Can you explain what the difference is between doing a direct disk->disk clone and doing an intermediate image save to another disk? What makes you think it is safer? In both methods the identical thing is happening, data is read from the original drive and written to a 2nd drive. Think about it, THERE IS NO DIFFERENCE IN REGARDS TO THE SAFETY OF THE DATA.
I worked in IBM's disk drive business for 20 years and never once heard of a situation where copying data from a disk somehow corrupted the data on the original disk. If copying directly to the clone drive would effect the data, so would copying to the intermediate drive.
Depending on the disk imaging software, different things can happen.
In my case, I'll be as detailed as I can for you since you don't remember from the other thread.
My friend bought a new SSD. He wanted his drive cloned to the new SSD. I shrunk the partitions with GParted so they would fit on the new SSD like he wanted them to be, and then I loaded up Clonezilla. I started the direct disk-to-disk copy because i figured "hey, it's just a direct disk-to-disk clone, so it should be fine." It asked if I wanted to make the new drive bootable as well. I answered yes to this prompt, and continued with it. It was copying fine, and somewhere during the copy, something went wrong (could have been a bad sector and I forgot to add the "ignore bad sectors" option, could have been something else - not sure since I wasn't watching it at the time). So I figured, "well I'll try again, but let me make sure I can still boot into the original drive." Tried to boot - failed. No OS detected. Tried to repair the bootloader - couldn't do it. Tried rebuilding the bootloader / bootsector from scratch using a Win7 disc. No dice. Tried making the old partition active in diskpart - still wouldn't work. After several hours of attempting to get it to work (couuldn't reinstall fresh because he didn't have install discs to some software he had on there anymore), I finally managed to get it to boot again (can't even remember how I did it). Then, there were a bunch of registry settings that got ****ed up somehow, and the program files path and several other system paths were pointing to the wrong drive letter, so I had to manually change those. Finally got it fixed and working fine after about 6 - 8+ hours of working on it continuously. Then we decided to try cloning to the SSD again, this time making an image. So, created the image onto an external of his, and then applied the image from the external to the SSD. Rebooted, and guess what? Worked fine and he was happy as a clam.

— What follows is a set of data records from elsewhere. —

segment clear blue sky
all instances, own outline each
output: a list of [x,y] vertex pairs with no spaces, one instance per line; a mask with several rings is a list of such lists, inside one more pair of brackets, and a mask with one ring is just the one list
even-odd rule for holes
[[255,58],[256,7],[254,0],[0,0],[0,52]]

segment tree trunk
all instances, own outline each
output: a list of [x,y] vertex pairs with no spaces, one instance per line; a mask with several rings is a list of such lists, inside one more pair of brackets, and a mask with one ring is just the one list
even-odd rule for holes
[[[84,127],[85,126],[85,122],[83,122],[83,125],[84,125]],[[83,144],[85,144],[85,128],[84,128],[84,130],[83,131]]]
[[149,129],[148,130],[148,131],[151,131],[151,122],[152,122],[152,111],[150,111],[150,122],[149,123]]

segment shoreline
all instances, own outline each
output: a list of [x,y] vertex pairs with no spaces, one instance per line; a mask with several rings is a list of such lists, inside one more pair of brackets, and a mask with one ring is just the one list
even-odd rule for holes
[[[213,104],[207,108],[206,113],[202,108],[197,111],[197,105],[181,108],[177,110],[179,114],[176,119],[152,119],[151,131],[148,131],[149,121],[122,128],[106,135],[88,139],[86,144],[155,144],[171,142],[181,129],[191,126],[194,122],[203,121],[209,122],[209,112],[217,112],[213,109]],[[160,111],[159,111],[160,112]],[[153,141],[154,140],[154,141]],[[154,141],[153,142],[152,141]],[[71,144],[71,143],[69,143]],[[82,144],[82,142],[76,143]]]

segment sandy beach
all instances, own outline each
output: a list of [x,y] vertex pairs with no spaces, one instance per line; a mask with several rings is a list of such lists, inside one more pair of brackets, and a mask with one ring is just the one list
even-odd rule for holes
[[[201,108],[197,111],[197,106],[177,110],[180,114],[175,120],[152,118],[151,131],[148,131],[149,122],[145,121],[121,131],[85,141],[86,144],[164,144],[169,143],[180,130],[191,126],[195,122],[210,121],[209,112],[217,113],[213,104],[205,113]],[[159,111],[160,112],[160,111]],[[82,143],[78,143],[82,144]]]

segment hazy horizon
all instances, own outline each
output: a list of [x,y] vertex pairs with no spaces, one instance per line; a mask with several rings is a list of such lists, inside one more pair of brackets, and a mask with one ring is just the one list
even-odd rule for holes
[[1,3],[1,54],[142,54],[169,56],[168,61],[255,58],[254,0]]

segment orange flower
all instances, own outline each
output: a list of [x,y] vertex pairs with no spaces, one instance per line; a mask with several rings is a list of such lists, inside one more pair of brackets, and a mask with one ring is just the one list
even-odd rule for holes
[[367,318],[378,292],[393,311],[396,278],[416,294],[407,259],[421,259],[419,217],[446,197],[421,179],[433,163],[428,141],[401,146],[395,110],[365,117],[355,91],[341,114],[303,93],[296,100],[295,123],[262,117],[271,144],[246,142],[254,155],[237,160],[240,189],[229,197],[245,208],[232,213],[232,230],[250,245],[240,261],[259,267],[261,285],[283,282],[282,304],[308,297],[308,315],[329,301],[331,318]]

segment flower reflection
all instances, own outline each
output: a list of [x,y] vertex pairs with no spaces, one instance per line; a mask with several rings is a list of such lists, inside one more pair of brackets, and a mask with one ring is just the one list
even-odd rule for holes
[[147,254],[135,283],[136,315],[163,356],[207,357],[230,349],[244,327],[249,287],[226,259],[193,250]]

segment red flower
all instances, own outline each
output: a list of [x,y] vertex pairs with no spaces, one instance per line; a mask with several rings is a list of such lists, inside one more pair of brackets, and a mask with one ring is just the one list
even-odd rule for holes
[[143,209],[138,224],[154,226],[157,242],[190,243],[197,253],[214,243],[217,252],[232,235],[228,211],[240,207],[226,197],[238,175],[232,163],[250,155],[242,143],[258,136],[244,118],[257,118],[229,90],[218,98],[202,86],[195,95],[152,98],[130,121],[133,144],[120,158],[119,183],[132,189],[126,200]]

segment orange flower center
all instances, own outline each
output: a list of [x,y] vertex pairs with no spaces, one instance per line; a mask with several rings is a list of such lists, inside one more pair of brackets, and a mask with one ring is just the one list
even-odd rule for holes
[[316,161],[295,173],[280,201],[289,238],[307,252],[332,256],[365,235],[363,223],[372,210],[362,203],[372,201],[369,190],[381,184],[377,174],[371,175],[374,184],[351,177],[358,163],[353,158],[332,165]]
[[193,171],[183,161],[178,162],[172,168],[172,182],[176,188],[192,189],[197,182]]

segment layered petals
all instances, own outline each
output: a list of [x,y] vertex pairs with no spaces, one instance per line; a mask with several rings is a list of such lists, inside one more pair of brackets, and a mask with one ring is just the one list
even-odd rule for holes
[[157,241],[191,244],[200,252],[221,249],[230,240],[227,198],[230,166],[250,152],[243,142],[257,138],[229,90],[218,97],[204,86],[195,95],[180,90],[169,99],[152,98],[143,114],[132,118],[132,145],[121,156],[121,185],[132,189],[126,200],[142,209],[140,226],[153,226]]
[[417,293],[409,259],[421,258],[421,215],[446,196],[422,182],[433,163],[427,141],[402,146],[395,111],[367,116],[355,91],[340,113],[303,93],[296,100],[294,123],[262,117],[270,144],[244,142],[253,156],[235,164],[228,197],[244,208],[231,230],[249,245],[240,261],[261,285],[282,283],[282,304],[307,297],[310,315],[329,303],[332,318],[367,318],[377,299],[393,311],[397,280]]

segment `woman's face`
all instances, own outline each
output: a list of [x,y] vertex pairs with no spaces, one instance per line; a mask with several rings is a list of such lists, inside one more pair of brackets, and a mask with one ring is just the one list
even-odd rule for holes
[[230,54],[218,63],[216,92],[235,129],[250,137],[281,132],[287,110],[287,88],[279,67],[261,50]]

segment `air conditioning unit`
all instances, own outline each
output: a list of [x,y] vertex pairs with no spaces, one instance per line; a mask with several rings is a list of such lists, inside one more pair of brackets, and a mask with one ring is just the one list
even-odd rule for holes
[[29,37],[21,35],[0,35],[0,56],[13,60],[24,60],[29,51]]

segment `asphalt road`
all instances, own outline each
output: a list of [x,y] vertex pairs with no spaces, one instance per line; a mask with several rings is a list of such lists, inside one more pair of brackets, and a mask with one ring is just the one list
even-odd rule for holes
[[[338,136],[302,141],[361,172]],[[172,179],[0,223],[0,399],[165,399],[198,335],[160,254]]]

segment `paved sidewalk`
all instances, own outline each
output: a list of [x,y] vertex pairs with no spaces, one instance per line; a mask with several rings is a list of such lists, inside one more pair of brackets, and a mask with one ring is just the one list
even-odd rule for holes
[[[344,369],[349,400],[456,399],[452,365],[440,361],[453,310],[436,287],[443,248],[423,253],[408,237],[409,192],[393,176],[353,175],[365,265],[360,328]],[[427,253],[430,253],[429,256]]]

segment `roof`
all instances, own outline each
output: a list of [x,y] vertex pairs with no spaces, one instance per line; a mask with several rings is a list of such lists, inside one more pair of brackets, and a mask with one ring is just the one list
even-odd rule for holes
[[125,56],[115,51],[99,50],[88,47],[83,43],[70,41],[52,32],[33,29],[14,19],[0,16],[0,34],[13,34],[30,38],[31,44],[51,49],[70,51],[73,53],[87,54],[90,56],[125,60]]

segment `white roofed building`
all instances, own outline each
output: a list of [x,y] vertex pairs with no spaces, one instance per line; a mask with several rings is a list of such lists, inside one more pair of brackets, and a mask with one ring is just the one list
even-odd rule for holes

So, yes, theoretically doing a disk-to-disk is just fine. Hell, I used to to disk-to-disk when I had to clone drives. BUT, it just takes that 1 time that something goes wrong, where I had to spend that much time fixing the issue that could have been avoided by simply doing Disk-Image-Disk.
So, there you have it. May not be "safer for the data" in a data integrity sense, but it's safer in a "you won't **** up your drive and have to spend hours recovering data" sense.
Also, you're misinterpreting what I'm saying. I'm NOT saying it's CORRUPTING the data. I'm saying it's safer from the standpoint of TIME and the possibility of something going wrong, such as what happened to me. Yes, it was probably a fluke that something wrong happened. BUT, that's enough for me to do it a safer way.
So there you go, you now have a "first" for your 20 years about disk imaging.
And just because you do disk-to-disk, doesn't mean that's right either. You can use your technique, and I'll use mine. Doesn't matter to me - I'm just giving my opinion and experiences to people that ask for help in regards to how they should do an image of a HDD, and I've had many many people agree with me that doing disk-image-disk is "safer".